À cet égard, le Tribunal précise que, en langue française, la notion de « foyer » désigne le lieu où il est fait du feu et, par extension, le lieu où réside la famille d’une personne, tandis que le terme « résidence » désigne le lieu ou la demeure où une personne est établie. Il résulte ainsi du libellé de l’article 13 des dispositions administratives que le versement de l’indemnité forfaitaire de réinstallation est exclu lorsque la nouvelle résidence de l’ancien agent coïncide avec la demeure où réside sa famille. Dès lors que le logement détenu par une personne ne correspond ni nécessairement ni systématiquement au lieu de résidence des membres de la famille de cette personne, il découle d’une interprétation littérale de cette disposition que le versement de l’indemnité de réinstallation est seulement exclu lorsque l’agent concerné transfère sa résidence habituelle au lieu où résident les membres de sa famille, et non lorsque la demeure dans laquelle l’agent se réinstalle lui appartient en propre.

Cette interprétation littérale de l’article 13 des dispositions administratives est corroborée par son interprétation contextuelle. En effet, les autres articles des dispositions administratives emploient le terme « foyer » pour désigner le lieu où résident habituellement les membres de la famille de l’agent, et non la demeure dont l’agent est propriétaire.

Le Tribunal observe, par ailleurs, que l’article 5, paragraphe 4, de l’annexe VII du statut des fonctionnaires de l’Union européenne (ci-après le « statut ») comporte une clause d’exclusion du droit à l’indemnité d’installation qui, selon la jurisprudence ( 2 ), trouve à s’appliquer dans l’hypothèse où le fonctionnaire est affecté au lieu où réside déjà sa famille et s’installe avec elle. Or, tout en confirmant que la BEI dispose d’une autonomie fonctionnelle pour la détermination du régime applicable aux membres de son personnel, le Tribunal estime que cette institution n’a pas établi en quoi son autonomie fonctionnelle serait méconnue par une application par analogie de cette jurisprudence à la clause d’exclusion du droit à l’indemnité de réinstallation prévue par l’article 13, premier alinéa, second tiret, des dispositions administratives.

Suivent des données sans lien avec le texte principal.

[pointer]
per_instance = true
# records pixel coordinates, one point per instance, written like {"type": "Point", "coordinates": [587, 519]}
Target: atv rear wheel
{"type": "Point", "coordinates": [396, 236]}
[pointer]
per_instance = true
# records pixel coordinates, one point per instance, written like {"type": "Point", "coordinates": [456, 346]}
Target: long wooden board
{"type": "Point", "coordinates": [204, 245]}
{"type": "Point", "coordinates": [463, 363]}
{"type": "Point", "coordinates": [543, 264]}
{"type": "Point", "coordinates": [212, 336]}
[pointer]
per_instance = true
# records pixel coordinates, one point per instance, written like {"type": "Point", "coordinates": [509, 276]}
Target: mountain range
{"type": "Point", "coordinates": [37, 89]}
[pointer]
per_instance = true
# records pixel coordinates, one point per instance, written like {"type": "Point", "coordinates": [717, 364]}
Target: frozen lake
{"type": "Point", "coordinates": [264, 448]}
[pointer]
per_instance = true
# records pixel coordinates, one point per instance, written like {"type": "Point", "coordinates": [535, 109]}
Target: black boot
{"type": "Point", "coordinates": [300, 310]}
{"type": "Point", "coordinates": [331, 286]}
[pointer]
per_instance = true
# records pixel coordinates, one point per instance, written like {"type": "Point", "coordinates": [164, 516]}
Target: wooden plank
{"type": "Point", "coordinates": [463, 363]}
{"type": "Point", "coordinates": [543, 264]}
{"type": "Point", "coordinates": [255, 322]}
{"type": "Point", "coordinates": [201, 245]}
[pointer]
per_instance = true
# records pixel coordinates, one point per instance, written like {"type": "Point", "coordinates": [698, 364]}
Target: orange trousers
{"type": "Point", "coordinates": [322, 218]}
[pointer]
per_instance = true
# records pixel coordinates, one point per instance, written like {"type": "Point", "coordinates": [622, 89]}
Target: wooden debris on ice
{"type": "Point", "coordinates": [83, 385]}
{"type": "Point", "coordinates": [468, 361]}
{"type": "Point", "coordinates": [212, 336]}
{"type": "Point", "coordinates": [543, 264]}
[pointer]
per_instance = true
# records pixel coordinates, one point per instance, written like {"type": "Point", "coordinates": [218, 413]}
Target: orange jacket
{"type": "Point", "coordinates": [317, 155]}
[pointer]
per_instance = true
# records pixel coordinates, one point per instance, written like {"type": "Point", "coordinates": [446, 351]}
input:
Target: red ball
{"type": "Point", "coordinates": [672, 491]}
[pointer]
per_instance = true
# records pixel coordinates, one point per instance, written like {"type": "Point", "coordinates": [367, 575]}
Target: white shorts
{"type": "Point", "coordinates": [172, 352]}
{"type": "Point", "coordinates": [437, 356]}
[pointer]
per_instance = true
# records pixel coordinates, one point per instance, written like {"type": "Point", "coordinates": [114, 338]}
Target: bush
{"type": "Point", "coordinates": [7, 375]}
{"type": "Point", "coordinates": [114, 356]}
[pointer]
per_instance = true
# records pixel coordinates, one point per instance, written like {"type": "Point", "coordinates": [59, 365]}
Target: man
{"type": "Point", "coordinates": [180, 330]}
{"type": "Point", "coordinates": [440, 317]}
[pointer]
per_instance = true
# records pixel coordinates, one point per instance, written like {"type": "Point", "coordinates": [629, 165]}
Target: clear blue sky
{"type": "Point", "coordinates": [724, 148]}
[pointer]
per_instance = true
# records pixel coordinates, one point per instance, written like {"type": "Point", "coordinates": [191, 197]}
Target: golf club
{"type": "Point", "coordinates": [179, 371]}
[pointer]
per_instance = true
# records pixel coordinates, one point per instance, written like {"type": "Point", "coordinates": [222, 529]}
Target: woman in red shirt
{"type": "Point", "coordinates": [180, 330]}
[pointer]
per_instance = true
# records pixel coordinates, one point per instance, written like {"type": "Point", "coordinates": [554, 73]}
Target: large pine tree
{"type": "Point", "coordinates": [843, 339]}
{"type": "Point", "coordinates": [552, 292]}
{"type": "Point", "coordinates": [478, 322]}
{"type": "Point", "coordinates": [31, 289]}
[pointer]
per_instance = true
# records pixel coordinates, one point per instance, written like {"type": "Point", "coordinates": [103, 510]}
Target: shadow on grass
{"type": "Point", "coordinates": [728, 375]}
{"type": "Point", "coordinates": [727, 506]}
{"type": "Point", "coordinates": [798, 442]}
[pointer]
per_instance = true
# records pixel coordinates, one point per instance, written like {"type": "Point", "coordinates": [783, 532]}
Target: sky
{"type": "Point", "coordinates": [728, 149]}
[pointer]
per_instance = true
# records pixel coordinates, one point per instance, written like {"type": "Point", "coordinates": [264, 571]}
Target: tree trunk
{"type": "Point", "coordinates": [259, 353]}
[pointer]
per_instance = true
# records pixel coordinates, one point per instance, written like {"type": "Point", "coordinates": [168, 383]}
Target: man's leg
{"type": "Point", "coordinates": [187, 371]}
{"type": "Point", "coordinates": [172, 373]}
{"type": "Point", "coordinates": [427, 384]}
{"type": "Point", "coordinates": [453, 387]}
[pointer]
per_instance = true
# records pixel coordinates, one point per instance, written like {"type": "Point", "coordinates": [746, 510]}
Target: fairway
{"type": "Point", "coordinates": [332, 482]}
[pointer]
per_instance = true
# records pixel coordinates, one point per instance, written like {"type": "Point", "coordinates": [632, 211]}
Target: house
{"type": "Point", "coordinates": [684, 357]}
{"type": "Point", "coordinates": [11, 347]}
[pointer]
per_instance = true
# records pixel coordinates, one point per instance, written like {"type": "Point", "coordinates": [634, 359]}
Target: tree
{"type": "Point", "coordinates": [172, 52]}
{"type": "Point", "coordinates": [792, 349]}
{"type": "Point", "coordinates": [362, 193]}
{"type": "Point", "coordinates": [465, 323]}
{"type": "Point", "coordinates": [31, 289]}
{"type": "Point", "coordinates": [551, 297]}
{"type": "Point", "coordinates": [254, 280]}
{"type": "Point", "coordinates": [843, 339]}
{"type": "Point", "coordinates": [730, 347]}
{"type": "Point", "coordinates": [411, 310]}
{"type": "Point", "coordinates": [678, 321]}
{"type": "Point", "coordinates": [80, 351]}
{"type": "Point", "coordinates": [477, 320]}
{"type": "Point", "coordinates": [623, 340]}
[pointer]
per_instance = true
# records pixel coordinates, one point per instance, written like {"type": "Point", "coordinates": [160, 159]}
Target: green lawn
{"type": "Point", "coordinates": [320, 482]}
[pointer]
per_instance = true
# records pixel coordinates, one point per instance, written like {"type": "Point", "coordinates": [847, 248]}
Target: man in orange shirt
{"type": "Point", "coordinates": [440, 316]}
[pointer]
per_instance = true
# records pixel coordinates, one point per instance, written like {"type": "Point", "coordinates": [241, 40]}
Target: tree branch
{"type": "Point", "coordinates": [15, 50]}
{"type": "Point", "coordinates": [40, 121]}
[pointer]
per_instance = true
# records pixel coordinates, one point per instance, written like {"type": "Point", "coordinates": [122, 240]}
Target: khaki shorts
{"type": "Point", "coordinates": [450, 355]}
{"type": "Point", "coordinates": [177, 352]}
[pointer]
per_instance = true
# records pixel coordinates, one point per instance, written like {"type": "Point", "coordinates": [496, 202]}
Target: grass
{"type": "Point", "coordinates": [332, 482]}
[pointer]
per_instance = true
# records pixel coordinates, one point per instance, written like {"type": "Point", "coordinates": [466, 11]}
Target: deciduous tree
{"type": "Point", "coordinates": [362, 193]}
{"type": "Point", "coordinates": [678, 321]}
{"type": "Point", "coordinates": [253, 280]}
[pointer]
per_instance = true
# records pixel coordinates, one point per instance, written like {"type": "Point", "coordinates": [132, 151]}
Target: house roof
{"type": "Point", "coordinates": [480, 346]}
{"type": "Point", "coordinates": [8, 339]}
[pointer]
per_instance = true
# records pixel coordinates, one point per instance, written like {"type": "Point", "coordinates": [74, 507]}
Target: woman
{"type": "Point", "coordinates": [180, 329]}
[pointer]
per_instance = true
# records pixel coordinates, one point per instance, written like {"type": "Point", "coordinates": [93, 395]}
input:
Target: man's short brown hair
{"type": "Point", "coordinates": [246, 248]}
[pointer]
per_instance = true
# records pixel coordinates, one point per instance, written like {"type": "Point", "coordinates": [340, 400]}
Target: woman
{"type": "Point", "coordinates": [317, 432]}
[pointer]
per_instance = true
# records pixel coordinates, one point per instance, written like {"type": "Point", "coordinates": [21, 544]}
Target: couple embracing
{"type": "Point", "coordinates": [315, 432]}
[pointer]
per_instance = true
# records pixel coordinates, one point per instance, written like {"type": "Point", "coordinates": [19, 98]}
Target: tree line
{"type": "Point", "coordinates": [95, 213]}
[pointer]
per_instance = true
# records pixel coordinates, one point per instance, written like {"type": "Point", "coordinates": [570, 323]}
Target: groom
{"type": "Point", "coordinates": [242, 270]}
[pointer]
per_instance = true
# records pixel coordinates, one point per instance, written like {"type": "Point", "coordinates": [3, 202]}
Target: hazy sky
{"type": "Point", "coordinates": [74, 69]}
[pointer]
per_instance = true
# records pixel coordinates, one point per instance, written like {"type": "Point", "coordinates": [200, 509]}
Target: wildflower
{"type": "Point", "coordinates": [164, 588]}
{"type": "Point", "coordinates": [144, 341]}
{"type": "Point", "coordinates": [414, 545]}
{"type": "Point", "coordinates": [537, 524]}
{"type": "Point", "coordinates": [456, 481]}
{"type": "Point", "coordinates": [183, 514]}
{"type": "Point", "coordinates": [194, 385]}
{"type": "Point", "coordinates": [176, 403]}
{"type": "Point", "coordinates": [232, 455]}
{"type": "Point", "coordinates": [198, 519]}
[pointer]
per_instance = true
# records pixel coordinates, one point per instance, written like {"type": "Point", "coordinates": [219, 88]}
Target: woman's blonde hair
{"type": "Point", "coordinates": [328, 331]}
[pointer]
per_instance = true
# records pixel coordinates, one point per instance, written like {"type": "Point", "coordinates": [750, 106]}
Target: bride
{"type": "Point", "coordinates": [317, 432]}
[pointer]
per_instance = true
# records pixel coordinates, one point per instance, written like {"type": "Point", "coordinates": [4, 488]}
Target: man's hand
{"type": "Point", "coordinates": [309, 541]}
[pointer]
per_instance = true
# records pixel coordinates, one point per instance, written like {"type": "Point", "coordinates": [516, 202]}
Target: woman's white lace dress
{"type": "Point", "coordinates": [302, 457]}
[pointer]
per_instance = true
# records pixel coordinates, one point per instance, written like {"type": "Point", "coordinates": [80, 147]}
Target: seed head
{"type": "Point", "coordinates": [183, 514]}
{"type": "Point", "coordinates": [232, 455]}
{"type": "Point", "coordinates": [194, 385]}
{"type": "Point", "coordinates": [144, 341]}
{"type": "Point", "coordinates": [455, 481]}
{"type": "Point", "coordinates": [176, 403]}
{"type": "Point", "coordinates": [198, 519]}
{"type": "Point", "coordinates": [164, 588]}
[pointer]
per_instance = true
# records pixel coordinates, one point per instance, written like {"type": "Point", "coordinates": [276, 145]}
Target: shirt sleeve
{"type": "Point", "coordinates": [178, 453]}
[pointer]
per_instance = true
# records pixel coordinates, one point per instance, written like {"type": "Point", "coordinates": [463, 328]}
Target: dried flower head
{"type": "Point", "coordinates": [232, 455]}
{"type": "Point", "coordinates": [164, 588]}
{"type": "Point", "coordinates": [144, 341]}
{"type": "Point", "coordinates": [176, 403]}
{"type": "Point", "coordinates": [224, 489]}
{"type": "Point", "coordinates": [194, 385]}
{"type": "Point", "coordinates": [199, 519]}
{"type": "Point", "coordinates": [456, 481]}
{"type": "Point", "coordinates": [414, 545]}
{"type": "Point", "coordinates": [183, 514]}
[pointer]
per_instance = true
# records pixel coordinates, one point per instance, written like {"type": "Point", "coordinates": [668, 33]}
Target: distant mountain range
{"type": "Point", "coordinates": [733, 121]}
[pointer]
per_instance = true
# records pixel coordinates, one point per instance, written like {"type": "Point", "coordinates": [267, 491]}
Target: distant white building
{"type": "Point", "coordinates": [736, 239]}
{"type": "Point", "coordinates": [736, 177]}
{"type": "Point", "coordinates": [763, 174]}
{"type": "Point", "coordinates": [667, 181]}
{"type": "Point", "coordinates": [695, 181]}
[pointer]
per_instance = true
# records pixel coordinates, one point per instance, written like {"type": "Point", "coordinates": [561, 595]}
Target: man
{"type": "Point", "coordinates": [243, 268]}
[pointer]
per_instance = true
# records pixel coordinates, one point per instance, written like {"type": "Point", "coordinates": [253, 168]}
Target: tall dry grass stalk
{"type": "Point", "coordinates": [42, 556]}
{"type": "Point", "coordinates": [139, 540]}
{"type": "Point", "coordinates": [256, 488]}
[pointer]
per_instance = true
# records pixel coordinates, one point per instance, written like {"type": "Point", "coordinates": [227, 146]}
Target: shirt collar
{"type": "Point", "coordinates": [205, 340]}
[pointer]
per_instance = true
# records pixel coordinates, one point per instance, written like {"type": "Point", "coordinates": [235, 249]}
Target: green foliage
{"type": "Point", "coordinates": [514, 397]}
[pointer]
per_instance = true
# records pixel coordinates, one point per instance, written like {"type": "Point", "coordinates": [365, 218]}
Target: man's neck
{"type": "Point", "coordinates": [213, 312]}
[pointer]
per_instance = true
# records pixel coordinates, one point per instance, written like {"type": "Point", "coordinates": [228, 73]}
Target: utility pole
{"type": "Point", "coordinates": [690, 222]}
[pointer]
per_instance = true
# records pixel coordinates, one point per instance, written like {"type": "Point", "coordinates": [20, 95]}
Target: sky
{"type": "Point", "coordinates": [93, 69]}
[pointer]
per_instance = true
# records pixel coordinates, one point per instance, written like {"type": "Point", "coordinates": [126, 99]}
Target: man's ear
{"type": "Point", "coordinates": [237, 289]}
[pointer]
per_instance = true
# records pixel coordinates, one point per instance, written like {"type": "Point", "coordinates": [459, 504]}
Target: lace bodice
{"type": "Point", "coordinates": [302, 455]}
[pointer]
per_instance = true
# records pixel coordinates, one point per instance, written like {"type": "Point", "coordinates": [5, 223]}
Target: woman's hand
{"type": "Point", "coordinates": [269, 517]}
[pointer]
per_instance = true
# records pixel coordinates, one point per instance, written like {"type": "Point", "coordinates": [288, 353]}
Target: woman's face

Enfin, le Tribunal relève que l’interprétation téléologique de l’article 13 des dispositions administratives confirme cette interprétation littérale et contextuelle dudit article.

La finalité de l’indemnité de réinstallation est de couvrir et d’alléger les charges découlant de la réinstallation de l’ancien fonctionnaire ou agent dans un milieu nouveau pour une période indéterminée, mais assez longue, en raison du changement de sa résidence principale après la cessation définitive de ses fonctions.

Certes, la circonstance que l’agent, à l’occasion de la cessation de service, se réinstalle dans une demeure dont il est propriétaire ou copropriétaire est susceptible de réduire certains frais liés à sa réinstallation. Toutefois, il ne saurait être déduit d’une telle circonstance une présomption générale selon laquelle l’intégration de l’agent concerné dans un environnement différent de celui de son dernier lieu d’affectation ne l’exposerait à aucuns frais.

Au regard de ce qui précède, le Tribunal juge que, en refusant à LR le bénéfice de l’indemnité de réinstallation au motif qu’il était propriétaire de la demeure dans laquelle il s’est réinstallé, la BEI a violé l’article 13 des dispositions administratives. Par conséquent, le Tribunal annule cette décision de la BEI.

En outre, le Tribunal applique par analogie l’article 91, paragraphe 1, du statut, qui, dans les litiges à caractère pécuniaire dirigés par les agents contre une institution, confère au juge de l’Union la compétence de pleine juridiction ( 3 ), et faisant droit aux conclusions en ce sens de LR, condamne ainsi la BEI au paiement de l’indemnité de réinstallation, augmentée d’intérêts moratoires.


( 1 ) Arrêt du 21 décembre 2021, Trapeza Peiraios (C 243/20, EU:C:2021:1045, point 32 et jurisprudence citée).

( 2 ) Arrêt du 18 novembre 2015, FH/Parlement (F 26/15, EU:F:2015:137, point 35).

( 3 ) Arrêt du 2 octobre 2001, BEI/Hautem (C 449/99 P, EU:C:2001:502, point 95).